King's College opens Catholic-Jewish centre

By  Michael Swan, The Catholic Register
  • November 3, 2006
Dialogue interruptus may be the norm in a world crammed with distractions, but this interruption was 40 years.

The University of Western Ontario's King's College first thought of putting together a centre where Catholics and Jews could learn more about each other immediately after the Second Vatican Council in the 1960s. The idea was shelved and forgotten long ago.

But good ideas have a life of their own.

When Scripture scholar Fr. Murray Watson returned to King's College and St. Peter's Seminary from studies in Israel three years ago, the idea of a Catholic-Jewish centre revived itself, and in October King's College marked the 44th anniversary of Nostra Aetate by announcing the birth of the Centre for Catholic-Jewish Learning, the first of its kind in Canada.

When Watson returned from Israel Mel Gibson's The Passion of the Christ  hit movie screens everywhere, and Catholic-Jewish tension was high. At the same time, London's Rabbi Joel Wittstein was invited to comment on J.S. Bach's St. John Passion at a music festival. Wittstein turned to his Catholic friend Watson for help with the background to Bach's oratorio, and the thorough Watson handed the rabbi a 7.5-cm thick file.

As the Gibson movie controversy heated up, another rabbi in town, Rabbi Larry Lander of Shalom Synagogue, asked Watson whether there was a place in Canada where journalists and educators could go to gather informed Catholic and Jewish analysis of such issues. The answer was no.

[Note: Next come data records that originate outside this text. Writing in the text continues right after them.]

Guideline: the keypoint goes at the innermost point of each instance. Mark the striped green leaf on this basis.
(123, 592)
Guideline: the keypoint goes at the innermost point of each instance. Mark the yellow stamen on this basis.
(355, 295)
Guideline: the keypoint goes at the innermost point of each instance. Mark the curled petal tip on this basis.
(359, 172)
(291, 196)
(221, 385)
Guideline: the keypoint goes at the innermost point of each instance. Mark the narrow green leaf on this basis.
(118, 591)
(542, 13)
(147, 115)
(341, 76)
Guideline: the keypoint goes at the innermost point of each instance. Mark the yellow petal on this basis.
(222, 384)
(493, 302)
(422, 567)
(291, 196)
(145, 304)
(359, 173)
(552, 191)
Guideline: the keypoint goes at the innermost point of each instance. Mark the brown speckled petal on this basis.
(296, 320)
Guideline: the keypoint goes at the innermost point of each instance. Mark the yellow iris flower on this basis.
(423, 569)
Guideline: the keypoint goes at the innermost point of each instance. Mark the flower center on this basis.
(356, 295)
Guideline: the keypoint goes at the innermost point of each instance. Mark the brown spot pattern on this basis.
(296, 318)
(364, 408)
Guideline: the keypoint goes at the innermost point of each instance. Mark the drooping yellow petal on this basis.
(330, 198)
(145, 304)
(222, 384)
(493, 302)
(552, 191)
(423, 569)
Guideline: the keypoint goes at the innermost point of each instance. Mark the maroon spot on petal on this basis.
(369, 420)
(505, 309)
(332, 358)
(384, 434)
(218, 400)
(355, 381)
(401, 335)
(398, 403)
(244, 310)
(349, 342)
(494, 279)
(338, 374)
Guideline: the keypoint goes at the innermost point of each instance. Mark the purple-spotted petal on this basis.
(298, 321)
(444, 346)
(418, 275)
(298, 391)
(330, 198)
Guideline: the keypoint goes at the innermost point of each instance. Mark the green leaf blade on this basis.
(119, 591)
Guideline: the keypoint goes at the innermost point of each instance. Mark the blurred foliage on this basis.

That's when Watson suggested to King's College principal Gerry Killan that the college might be the ideal place to be the home of such a centre. Killan loved the idea.

It took two years to formulate a constitution for the new centre, and to ensure broad participation from various university departments and the Jewish and Catholic communities outside the university.

The new centre is an admittedly modest affair — a web site, the grouping of several pre-existing university courses within the University of Western Ontario and St. Peter Seminary catalogues, and plans for some public lectures. But the centre isn't built with the idea of laying another brick in the ivory tower.

"It's a response to some felt needs in the community," said Wittstein.

One of the first accomplishments of the centre has been to feed into an adult education program run jointly by Wittstein's Temple Israel and St. Michael's Catholic parish, two congregation's in London's north end, near the university campus.

Wittstein is happy that the centre is starting off with the support and participation of all three major movements in Judaism — his own Reform congregation, plus the Conservative and Orthodox synagogues in town. London's Jewish population is about 3,000. The diocese of London's Catholic population is more than 600,000, but that number includes Windsor and a large swath of rural southwestern Ontario.

Though the centre is small, Watson's hopes for it are large.

"I see this as a very positive step that will enable our institutions to showcase some of the best of Catholic education, but also to invite our Jewish sisters and brothers to join us on an even footing," said Watson in an e-mail to The Catholic Register. "So that we can learn about each other, gain a deeper understanding and respect for each other and — I hope I'm not sounding too pollyanna here — help to lay the foundations for a better world, one step at a time."

The Centre for Catholic-Jewish Learning is the only Canadian member of the U.S.-based Council of Centres on Jewish-Christian Relations. The centre's web site at www.uwo.ca /kings/ccjl/ includes resources for high school and elementary school teachers, parishes and synagogues, university students and others.

One of the first events hosted by the embryonic centre was a discussion with one of London's imam's, Dr. Munir El-Kassem, at a city library on "hopes for peace between the great religions of the Holy Land" last spring. It attracted a standing-room only crowd and demands for more dialogue opportunities, said Watson.

"As a priest and as a Christian, I see this as an essential step forward in the life of our church," said Watson.